Andrea: Did you ever see Dressed to Kill? It was with Michael Caine and was a thriller. Renowned director Brian De Palma directed it. Because of the ambiguity and atmosphere it reminded me of Burning. You're talking about this director being very freeing, but compared to who? What other experiences have you had that weren't as free?
Steven: I mean, I've had experiences where people have literally given me line-readings. Those are not fun experiences. But most of the time it's not that obvious; it ends up coming from rushed parameters, whether it be the filmmaking aspect or just the tenseness of the set, or maybe the way the director might move in a space. They don't always know how to convey what they want naturally. Maybe it comes off as something very direct, which is not wrong, either - sometimes I just want to know what they want in the frame. But what was really fun [about Burning] was that it made me rely on myself, to trust my own instincts. I had to be this person in order to play in that space because he wasn't going to coach me through it that way, nor did he want to. That's where it felt like, "Oh, cool, you are creating your own space here and your own character and your own person."

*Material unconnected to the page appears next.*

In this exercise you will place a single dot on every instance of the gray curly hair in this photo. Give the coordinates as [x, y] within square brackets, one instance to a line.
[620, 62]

Andrea: Your character in Burning come across as someone who's extremely zen or very cool, and possibly a psychopath. How do you decompress from something like that?
Steven: That was a tough one to decompress from because playing that character meant simultaneously accepting, in a very Nietzschean way, that all of life is meaningless, and, at the same time, that everything is meaningful. It was a really wonderful exercise, so decompressing from that was tough. If you get to a place where things don't mean anything you're kind of unhinged, and free to do whatever you think is right. I definitely felt the power of that idea - and then I realized that's not a real thing that I can truly inhabit. That's what psychopaths inhabit.
Andrea: So let me ask you, where do you go from here?
Steven: I don't know. I have a son and I have another child on the way.
Andrea: Oh, congratulations!
Steven: Thank you! Life kind of took over and so I'm riding the “life ride” right now. We'll see what the future holds in terms of work. I'm kind of open to it all.
Andrea: What director would you like to work with now?
Steven: There's so many. I'm a really big fan of Yorgos Lanthimos [director of the Oscar-nominated 2015 film The Lobster], his tone and his world. He's so fun. But who knows?